Als op de datum van de beslissing op de aanvraag blijkt dat een werknemer bij de afspiegelingsberekening is ingedeeld in de leeftijdsgroep vanaf 55 jaar en niet voor ontslag in aanmerking komt, maar inmiddels (na de peildatum) AOW-gerechtigd is geworden en om die reden wel voor ontslag in aanmerking komt (groep 2), vloeit uit de regelgeving voort dat (in beginsel) de niet AOW-gerechtigde werknemer met het langste dienstverband in de leeftijdsgroep vanaf 55 jaar, die voor ontslag is voorgedragen, alsnog niet voor ontslag in aanmerking komt.
Voor werknemers met een contract dat binnen 26 weken eindigt kan zich een vergelijkbare situatie voordoen. Bijvoorbeeld als de arbeidsovereenkomst, berekend op de peildatum, niet binnen 26 weken eindigt en de werknemer op grond van het afspiegelingsbeginsel niet voor ontslag in aanmerking komt. Als op de datum van de beslissing blijkt dat het contract van deze werknemer binnen 26 weken afloopt, valt de werknemer in groep 4 en moet de werkgever alsnog eerst van deze werknemer afscheid nemen. Gevolg is dat in beginsel de werknemer met het langste dienstverband in dezelfde leeftijdsgroep, die voor ontslag is voorgedragen, niet meer voor ontslag in aanmerking komt.

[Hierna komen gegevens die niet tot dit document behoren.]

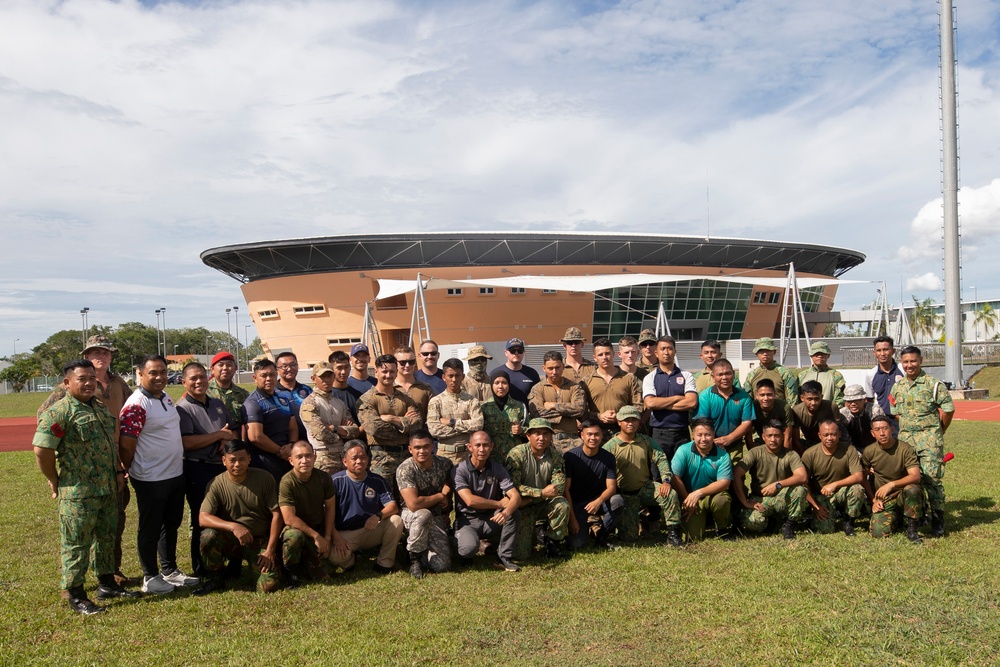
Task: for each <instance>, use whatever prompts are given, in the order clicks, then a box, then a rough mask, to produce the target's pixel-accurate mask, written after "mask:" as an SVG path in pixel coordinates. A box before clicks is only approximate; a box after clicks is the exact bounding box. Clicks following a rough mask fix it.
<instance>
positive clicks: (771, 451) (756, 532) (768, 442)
mask: <svg viewBox="0 0 1000 667" xmlns="http://www.w3.org/2000/svg"><path fill="white" fill-rule="evenodd" d="M784 435H785V425H784V424H782V423H781V422H780V421H778V420H777V419H775V420H773V421H771V422H770V423H768V424H767V425H766V426H765V427H764V446H763V447H754V448H753V449H751V450H750V451H748V452H747V454H746V456H745V457H744V458H743V460H742V461H740V463H739V464H737V466H736V472H735V474H734V478H735V479H734V481H733V486H732V489H733V493H735V494H736V499H737V500H738V501H739V503H740V505H742V506H743V511H742V512H741V513H740V514H741V518H742V521H743V528H745V529H746V530H747V531H749V532H751V533H762V532H764V531H765V530H766V529H767V525H768V521H769V520H770V519H772V518H774V519H784V522H783V523H782V524H781V536H782V537H784V538H785V539H786V540H791V539H794V538H795V524H796V523H797V522H799V521H801V520H802V517H803V514H804V512H805V507H806V489H805V483H806V469H805V466H803V465H802V460H801V459H800V458H799V455H798V454H796V453H795V452H794V451H793V450H791V449H785V447H784ZM748 472H749V473H750V498H747V496H746V493H745V492H744V490H743V478H744V477H745V476H746V474H747V473H748Z"/></svg>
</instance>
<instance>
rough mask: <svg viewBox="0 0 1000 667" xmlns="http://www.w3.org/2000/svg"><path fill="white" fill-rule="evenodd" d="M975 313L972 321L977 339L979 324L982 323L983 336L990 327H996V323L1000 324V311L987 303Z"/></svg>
mask: <svg viewBox="0 0 1000 667" xmlns="http://www.w3.org/2000/svg"><path fill="white" fill-rule="evenodd" d="M975 313H976V314H975V315H973V317H972V321H973V323H974V324H975V326H976V339H977V340H978V339H979V325H980V324H982V325H983V338H986V337H988V336H989V331H990V329H996V328H997V324H1000V313H998V312H997V310H996V308H994V307H993V306H991V305H990V304H988V303H984V304H983V305H982V306H981V307H980V308H978V309H977V310H976V311H975Z"/></svg>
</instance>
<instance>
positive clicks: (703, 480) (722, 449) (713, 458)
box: [670, 442, 733, 493]
mask: <svg viewBox="0 0 1000 667" xmlns="http://www.w3.org/2000/svg"><path fill="white" fill-rule="evenodd" d="M670 470H671V471H672V472H673V473H674V474H675V475H677V476H678V477H679V478H680V480H681V481H682V482H684V488H686V489H687V490H688V492H689V493H690V492H691V491H694V490H696V489H702V488H704V487H706V486H708V485H709V484H711V483H712V482H718V481H719V480H720V479H726V480H732V479H733V464H732V463H731V462H730V460H729V452H727V451H726V450H724V449H723V448H722V447H719V446H718V445H715V446H713V447H712V451H710V452H709V453H708V455H707V456H702V455H701V454H699V453H698V451H697V450H696V449H695V448H694V443H693V442H687V443H684V444H683V445H681V446H680V447H678V448H677V451H676V452H674V460H673V461H671V462H670Z"/></svg>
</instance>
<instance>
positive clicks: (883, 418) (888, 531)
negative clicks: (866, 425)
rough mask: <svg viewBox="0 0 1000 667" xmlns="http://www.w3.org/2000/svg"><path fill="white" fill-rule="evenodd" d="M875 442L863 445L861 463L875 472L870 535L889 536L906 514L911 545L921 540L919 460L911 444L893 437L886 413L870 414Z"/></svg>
mask: <svg viewBox="0 0 1000 667" xmlns="http://www.w3.org/2000/svg"><path fill="white" fill-rule="evenodd" d="M872 435H874V436H875V442H874V443H873V444H871V445H868V446H867V447H865V451H864V453H863V454H862V455H861V465H862V467H863V468H865V469H872V470H873V471H874V472H875V487H876V488H875V491H874V492H871V491H870V490H869V492H870V495H871V501H872V522H871V534H872V537H888V536H889V535H892V533H893V530H894V529H895V527H896V525H897V524H899V523H901V519H902V516H905V517H906V539H908V540H910V542H913V543H914V544H920V543H921V542H922V540H921V539H920V535H919V534H918V533H917V521H918V520H919V518H920V517H921V516H923V513H924V493H923V490H922V489H921V488H920V462H919V461H918V460H917V454H916V452H915V451H913V447H911V446H910V445H908V444H907V443H905V442H901V441H899V440H896V439H895V438H894V437H892V422H890V421H889V418H888V417H886V416H885V415H877V416H875V417H872Z"/></svg>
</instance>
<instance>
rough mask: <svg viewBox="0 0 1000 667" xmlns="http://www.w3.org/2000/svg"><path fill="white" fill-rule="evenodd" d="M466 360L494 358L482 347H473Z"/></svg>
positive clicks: (484, 347)
mask: <svg viewBox="0 0 1000 667" xmlns="http://www.w3.org/2000/svg"><path fill="white" fill-rule="evenodd" d="M465 358H466V359H492V358H493V356H492V355H491V354H490V353H489V352H488V351H487V350H486V348H485V347H483V346H482V345H473V346H472V347H470V348H469V354H468V355H466V357H465Z"/></svg>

Ook kan het voorkomen dat op de datum van de beslissing op de aanvraag blijkt dat een werknemer, die op grond van het afspiegelingsbeginsel niet voor ontslag in aanmerking komt, binnen 26 weken, te rekenen vanaf datum beslissing, extra zal vertrekken. Bijvoorbeeld via opzegging of ontbinding door de rechter (om andere dan bedrijfseconomische redenen) of vanwege het bereiken van de AOW-gerechtigde leeftijd. Indien dit vertrek op de datum van de beslissing op de aanvraag vaststaat, vloeit uit de regelgeving ook voort dat de werknemer met het langste dienstverband in de betreffende leeftijdsgroep, die voor ontslag is voorgedragen, alsnog niet voor ontslag in aanmerking komt. Zie rekenvoorbeeld 5 voor de situatie dat de leeftijdsgroep is uitgeput.
Voetnoten
Als de arbeidsovereenkomsten verschillende functies betreffen die niet uitwisselbaar zijn, dan bezet de werknemer twee arbeidsplaatsen. De werknemer staat dan voor elke functie op een andere afspiegellijst.
Met uitzondering van de werknemers met een arbeidsovereenkomst waarop Nederlands (ontslag)recht niet van toepassing is (zie paragraaf 2.8.3).